From: Brendan Jackman
Date: Fri May 31 2024 - 12:41:17 EST


On Wed, May 22, 2024 at 02:11:16PM +0000, Brendan Jackman wrote:
> On Wed, May 22, 2024 at 04:05:12PM +0200, David Hildenbrand wrote:
> > On 21.05.24 14:57, Brendan Jackman wrote:
> > > + return zone->zone_start_pfn + READ_ONCE(zone->spanned_pages);
> >
> > It's weird to apply that logic only to spanned_pages, whereby zone_start_pfn
> > can (and will) similarly change when onlining/offlining memory.
> >
> Oh, yep.
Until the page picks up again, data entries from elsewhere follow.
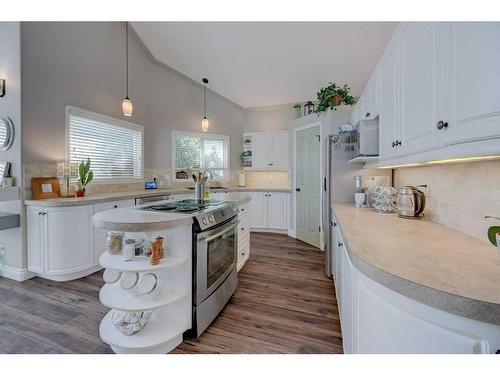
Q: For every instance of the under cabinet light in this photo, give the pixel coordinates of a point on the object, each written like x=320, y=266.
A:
x=463, y=160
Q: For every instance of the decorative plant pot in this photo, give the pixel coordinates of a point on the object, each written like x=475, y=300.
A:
x=336, y=100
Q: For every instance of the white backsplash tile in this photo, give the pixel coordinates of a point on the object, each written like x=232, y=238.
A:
x=460, y=194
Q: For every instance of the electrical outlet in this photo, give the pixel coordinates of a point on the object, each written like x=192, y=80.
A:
x=426, y=189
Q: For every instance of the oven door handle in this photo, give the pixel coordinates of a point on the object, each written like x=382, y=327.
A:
x=208, y=239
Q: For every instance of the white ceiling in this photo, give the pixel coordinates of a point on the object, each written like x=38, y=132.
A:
x=269, y=63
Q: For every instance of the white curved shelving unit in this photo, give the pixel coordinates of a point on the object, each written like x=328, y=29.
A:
x=171, y=303
x=114, y=297
x=140, y=263
x=160, y=335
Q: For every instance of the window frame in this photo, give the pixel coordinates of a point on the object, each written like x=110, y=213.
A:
x=113, y=122
x=227, y=153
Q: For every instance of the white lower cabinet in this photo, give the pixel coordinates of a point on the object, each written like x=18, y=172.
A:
x=269, y=210
x=100, y=234
x=376, y=319
x=61, y=241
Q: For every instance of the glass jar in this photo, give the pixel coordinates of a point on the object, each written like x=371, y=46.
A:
x=114, y=242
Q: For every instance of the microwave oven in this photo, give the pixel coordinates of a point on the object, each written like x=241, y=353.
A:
x=365, y=138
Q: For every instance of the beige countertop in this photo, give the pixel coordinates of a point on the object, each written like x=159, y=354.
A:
x=107, y=197
x=425, y=261
x=135, y=219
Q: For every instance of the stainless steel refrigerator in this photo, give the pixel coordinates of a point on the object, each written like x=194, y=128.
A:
x=338, y=188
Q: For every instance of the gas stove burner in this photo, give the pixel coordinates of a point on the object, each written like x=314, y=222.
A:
x=164, y=207
x=187, y=209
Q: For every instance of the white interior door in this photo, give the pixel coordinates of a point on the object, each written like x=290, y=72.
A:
x=308, y=198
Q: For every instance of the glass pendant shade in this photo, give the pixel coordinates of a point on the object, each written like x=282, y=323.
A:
x=204, y=124
x=127, y=107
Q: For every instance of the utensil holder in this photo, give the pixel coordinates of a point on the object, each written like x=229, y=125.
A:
x=199, y=192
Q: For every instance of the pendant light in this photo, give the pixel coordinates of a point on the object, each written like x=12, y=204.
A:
x=204, y=122
x=127, y=106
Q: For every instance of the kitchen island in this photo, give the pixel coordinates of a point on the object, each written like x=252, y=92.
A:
x=414, y=282
x=167, y=308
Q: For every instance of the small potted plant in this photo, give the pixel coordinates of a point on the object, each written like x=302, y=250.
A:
x=331, y=96
x=494, y=233
x=296, y=110
x=85, y=177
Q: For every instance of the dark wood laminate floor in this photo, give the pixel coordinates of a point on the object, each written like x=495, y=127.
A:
x=283, y=304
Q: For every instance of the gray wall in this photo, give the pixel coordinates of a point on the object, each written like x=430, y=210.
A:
x=82, y=64
x=268, y=118
x=10, y=106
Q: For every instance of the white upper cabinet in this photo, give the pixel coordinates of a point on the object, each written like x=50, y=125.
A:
x=436, y=85
x=389, y=110
x=475, y=92
x=423, y=83
x=371, y=100
x=269, y=150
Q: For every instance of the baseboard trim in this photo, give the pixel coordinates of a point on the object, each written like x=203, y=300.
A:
x=269, y=231
x=14, y=273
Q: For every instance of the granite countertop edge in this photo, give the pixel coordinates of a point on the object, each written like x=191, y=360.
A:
x=484, y=311
x=109, y=197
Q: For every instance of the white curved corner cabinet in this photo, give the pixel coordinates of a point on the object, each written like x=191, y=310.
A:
x=62, y=242
x=375, y=319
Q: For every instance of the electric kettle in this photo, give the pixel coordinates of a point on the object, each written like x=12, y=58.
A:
x=411, y=203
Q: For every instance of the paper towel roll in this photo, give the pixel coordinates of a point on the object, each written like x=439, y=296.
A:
x=241, y=180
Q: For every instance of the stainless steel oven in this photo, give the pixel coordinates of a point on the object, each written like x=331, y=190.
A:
x=215, y=258
x=215, y=275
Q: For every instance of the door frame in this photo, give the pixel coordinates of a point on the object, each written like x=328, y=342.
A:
x=294, y=181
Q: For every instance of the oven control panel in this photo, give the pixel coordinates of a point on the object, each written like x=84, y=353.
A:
x=214, y=217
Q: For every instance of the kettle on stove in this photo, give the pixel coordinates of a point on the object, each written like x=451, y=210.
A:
x=411, y=203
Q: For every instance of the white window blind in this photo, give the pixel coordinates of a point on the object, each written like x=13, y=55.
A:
x=195, y=152
x=115, y=147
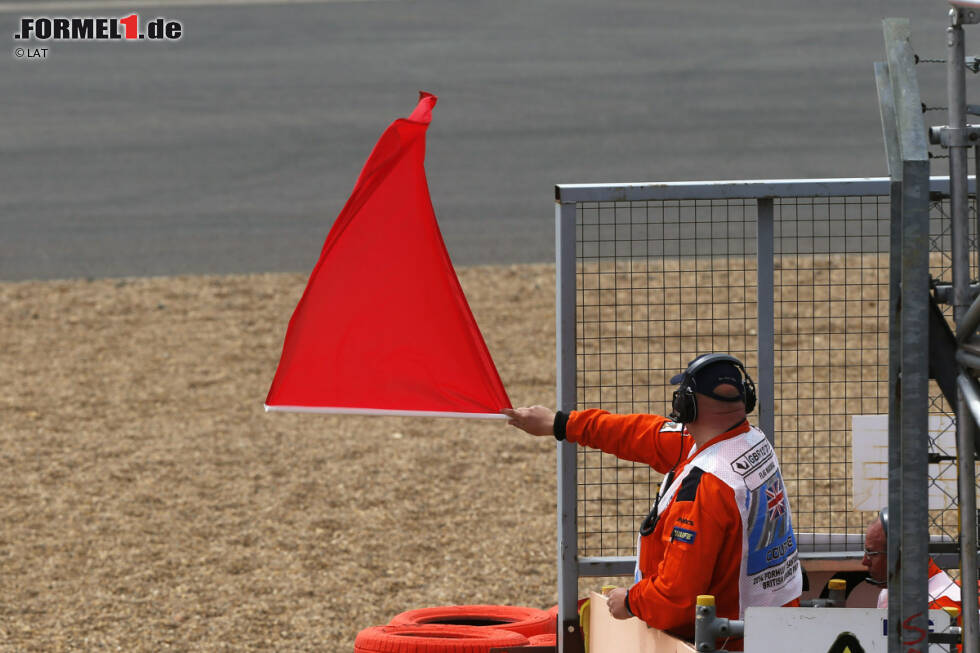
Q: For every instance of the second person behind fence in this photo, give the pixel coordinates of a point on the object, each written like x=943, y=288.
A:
x=721, y=523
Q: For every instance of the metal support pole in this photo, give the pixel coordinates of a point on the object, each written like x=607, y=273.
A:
x=959, y=208
x=958, y=174
x=913, y=507
x=766, y=373
x=894, y=404
x=908, y=574
x=569, y=631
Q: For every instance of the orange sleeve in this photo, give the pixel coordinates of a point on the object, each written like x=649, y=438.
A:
x=701, y=534
x=639, y=438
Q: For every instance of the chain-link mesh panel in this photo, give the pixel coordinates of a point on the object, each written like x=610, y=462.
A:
x=659, y=282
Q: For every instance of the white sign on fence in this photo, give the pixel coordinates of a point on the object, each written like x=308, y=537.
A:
x=869, y=454
x=826, y=630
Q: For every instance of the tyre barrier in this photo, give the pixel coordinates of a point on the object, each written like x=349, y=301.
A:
x=526, y=621
x=434, y=638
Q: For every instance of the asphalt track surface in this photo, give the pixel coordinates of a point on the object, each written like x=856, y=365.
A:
x=233, y=149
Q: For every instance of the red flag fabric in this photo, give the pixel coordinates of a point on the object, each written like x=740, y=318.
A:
x=383, y=325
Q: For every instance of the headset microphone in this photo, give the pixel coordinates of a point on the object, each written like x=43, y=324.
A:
x=684, y=405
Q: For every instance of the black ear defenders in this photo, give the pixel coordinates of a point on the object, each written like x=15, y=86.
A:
x=684, y=404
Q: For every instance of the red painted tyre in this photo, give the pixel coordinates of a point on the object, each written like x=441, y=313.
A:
x=526, y=621
x=434, y=638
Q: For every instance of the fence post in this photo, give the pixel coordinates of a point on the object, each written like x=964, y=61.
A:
x=569, y=633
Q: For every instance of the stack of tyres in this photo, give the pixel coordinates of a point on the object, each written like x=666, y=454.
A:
x=458, y=629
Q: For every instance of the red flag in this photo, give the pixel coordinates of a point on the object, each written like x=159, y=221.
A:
x=383, y=325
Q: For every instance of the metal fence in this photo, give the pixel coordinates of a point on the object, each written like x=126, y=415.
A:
x=792, y=277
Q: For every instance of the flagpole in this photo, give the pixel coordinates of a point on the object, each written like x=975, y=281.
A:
x=380, y=412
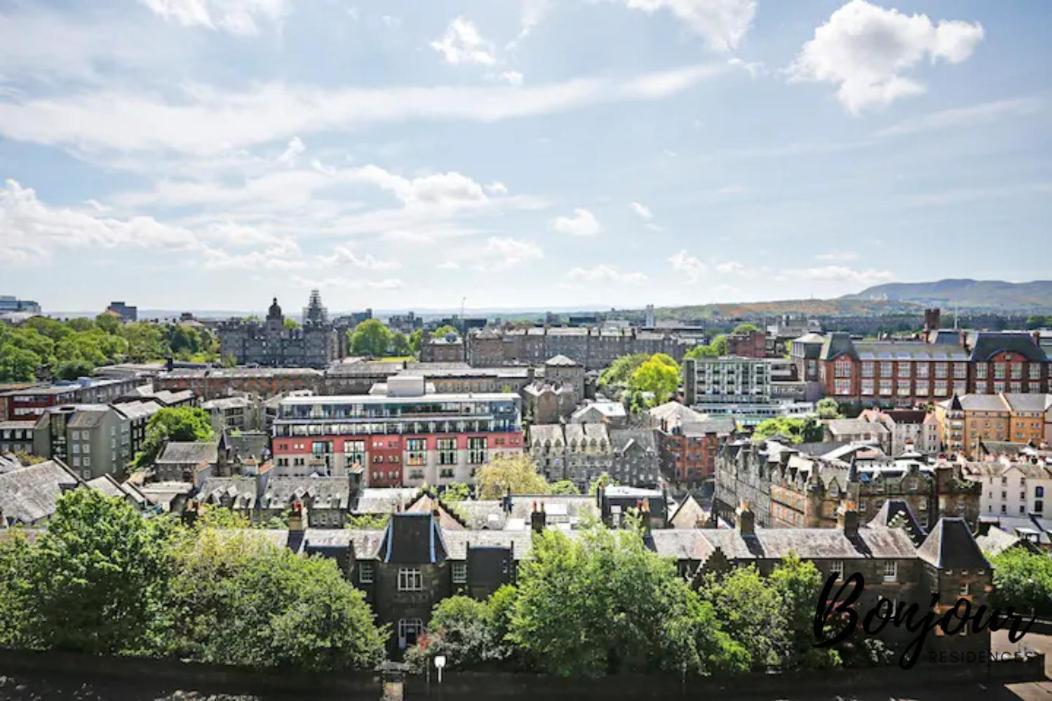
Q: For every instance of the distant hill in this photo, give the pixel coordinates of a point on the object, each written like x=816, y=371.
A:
x=843, y=306
x=965, y=294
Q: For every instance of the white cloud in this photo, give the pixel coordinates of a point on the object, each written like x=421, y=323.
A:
x=504, y=253
x=582, y=223
x=462, y=43
x=691, y=266
x=642, y=209
x=603, y=274
x=971, y=116
x=204, y=120
x=33, y=231
x=291, y=152
x=837, y=256
x=865, y=49
x=238, y=17
x=722, y=23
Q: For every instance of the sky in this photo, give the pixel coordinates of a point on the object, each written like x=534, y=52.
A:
x=214, y=154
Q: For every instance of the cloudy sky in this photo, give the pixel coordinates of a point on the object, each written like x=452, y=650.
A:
x=211, y=154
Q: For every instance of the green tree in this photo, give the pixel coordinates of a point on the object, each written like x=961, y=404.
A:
x=174, y=423
x=16, y=593
x=108, y=322
x=99, y=574
x=796, y=429
x=509, y=474
x=659, y=376
x=604, y=603
x=828, y=408
x=752, y=614
x=798, y=584
x=370, y=338
x=238, y=599
x=1023, y=580
x=17, y=364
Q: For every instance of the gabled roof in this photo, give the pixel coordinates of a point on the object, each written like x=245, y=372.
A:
x=987, y=344
x=950, y=545
x=412, y=539
x=28, y=495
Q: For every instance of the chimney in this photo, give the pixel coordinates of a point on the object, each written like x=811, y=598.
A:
x=847, y=518
x=538, y=518
x=746, y=520
x=298, y=517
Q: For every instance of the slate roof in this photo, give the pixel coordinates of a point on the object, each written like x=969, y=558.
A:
x=950, y=546
x=688, y=515
x=28, y=495
x=411, y=539
x=987, y=344
x=242, y=491
x=322, y=492
x=189, y=453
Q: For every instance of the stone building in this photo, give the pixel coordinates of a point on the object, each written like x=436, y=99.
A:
x=593, y=348
x=269, y=343
x=787, y=487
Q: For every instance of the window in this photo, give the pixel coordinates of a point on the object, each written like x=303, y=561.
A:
x=409, y=579
x=447, y=451
x=476, y=451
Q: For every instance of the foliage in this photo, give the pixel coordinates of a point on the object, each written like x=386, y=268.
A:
x=465, y=631
x=238, y=599
x=1023, y=580
x=370, y=338
x=796, y=429
x=659, y=377
x=98, y=576
x=174, y=423
x=604, y=603
x=565, y=486
x=516, y=474
x=828, y=408
x=75, y=347
x=621, y=369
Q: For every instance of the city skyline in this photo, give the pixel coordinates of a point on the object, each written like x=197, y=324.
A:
x=675, y=152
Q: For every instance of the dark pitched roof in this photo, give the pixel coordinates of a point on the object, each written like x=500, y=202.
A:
x=837, y=344
x=412, y=539
x=986, y=344
x=950, y=545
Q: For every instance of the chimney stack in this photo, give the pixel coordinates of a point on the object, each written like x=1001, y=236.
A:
x=538, y=518
x=746, y=520
x=847, y=518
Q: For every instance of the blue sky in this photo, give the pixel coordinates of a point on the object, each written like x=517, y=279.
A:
x=211, y=154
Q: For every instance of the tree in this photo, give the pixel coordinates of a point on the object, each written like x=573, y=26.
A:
x=370, y=338
x=1023, y=580
x=99, y=574
x=752, y=614
x=798, y=584
x=659, y=376
x=621, y=369
x=174, y=423
x=509, y=474
x=604, y=603
x=463, y=629
x=238, y=599
x=796, y=429
x=828, y=408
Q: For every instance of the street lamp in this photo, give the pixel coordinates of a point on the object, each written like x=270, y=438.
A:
x=440, y=662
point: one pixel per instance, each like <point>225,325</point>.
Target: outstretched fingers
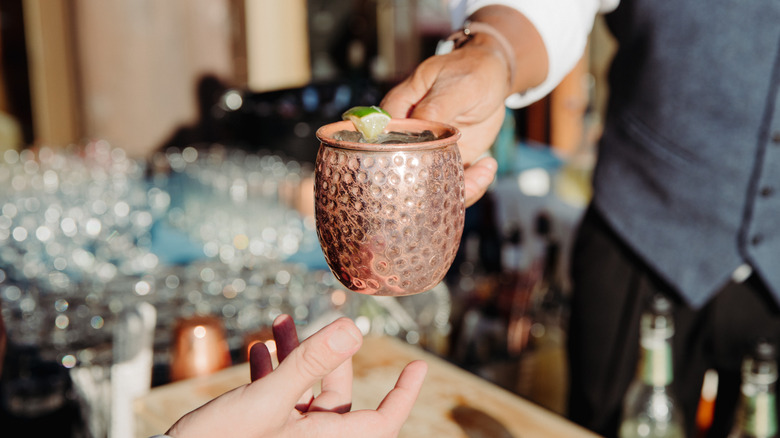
<point>398,403</point>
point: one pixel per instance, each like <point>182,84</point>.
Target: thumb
<point>314,359</point>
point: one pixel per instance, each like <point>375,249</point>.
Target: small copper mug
<point>199,347</point>
<point>389,216</point>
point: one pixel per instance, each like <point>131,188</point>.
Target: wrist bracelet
<point>461,37</point>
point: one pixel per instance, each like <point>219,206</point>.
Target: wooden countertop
<point>452,403</point>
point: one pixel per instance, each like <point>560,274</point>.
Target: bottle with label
<point>757,410</point>
<point>649,407</point>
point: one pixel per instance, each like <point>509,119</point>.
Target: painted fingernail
<point>342,340</point>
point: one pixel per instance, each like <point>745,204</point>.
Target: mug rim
<point>446,135</point>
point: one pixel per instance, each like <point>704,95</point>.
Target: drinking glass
<point>389,216</point>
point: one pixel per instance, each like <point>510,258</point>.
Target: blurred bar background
<point>160,153</point>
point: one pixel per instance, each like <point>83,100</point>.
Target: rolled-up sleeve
<point>564,26</point>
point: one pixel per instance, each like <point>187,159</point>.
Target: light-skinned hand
<point>281,403</point>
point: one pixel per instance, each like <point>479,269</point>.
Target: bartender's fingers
<point>286,337</point>
<point>478,178</point>
<point>315,358</point>
<point>336,395</point>
<point>260,364</point>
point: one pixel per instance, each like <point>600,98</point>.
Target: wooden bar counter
<point>452,403</point>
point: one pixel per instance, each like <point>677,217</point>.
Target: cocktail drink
<point>389,215</point>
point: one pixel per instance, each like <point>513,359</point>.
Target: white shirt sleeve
<point>564,26</point>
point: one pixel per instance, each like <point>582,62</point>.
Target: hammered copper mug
<point>389,216</point>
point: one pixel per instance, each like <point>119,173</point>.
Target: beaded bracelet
<point>461,37</point>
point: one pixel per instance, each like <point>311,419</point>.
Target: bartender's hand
<point>467,88</point>
<point>280,403</point>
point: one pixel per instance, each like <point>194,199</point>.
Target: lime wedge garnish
<point>368,120</point>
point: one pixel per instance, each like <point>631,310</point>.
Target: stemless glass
<point>389,216</point>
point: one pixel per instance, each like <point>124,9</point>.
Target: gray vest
<point>689,164</point>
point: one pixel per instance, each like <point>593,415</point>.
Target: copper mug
<point>389,216</point>
<point>199,347</point>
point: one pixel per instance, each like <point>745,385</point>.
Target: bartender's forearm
<point>530,55</point>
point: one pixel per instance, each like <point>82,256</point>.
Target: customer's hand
<point>280,402</point>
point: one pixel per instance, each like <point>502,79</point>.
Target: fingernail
<point>342,340</point>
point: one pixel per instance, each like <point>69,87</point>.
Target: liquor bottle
<point>649,407</point>
<point>757,410</point>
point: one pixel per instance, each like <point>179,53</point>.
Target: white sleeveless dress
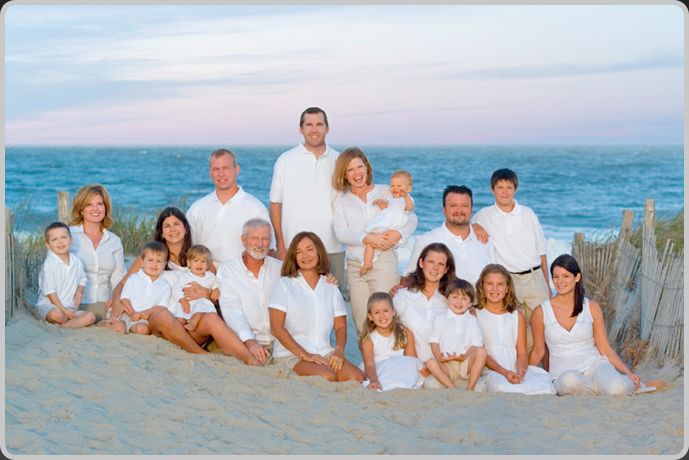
<point>500,339</point>
<point>394,369</point>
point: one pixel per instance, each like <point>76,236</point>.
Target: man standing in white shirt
<point>470,254</point>
<point>519,241</point>
<point>301,192</point>
<point>216,220</point>
<point>246,282</point>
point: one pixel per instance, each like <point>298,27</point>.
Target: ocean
<point>571,188</point>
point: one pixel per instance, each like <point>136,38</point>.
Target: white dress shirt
<point>303,184</point>
<point>470,254</point>
<point>417,312</point>
<point>104,265</point>
<point>310,313</point>
<point>351,214</point>
<point>517,236</point>
<point>61,279</point>
<point>218,226</point>
<point>144,293</point>
<point>244,298</point>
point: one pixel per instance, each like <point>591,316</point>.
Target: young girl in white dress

For some reason I had decided that zone_start_pfn was fixed
> but that is (actually very obviously) not true!
>
> Will take a closer look and extend v2 to cover that too, unless
> someone finds a reason this whole patch is nonsense.
>
> Thanks for the review.

Hmm so while poking around during spare moments this week I learned
that compaction.c also stores a bunch of data in struct zone that is
unsynchronized.

It seems pretty unlikely that you can corrupt any memory there (unless
there's some race possible with pfn_to_online_page, which is an
orthogonal question), but it does seem like if the compiler gets smart
with us we could maybe have a compaction run that takes quasi-forever
or something weird like that.

It seems easy enough to just spam READ_ONCE/WRITE_ONCE everywhere
there too, this would remove that risk, make KCSAN happy and serve as
a kinda "this is unsynchronized, take care" comment. (There's also at
least one place where we could put data_race()).

On the other hand it's a bit verbose & visually ugly. Personally I
think it's a pretty minor downside, but anyone feel differently?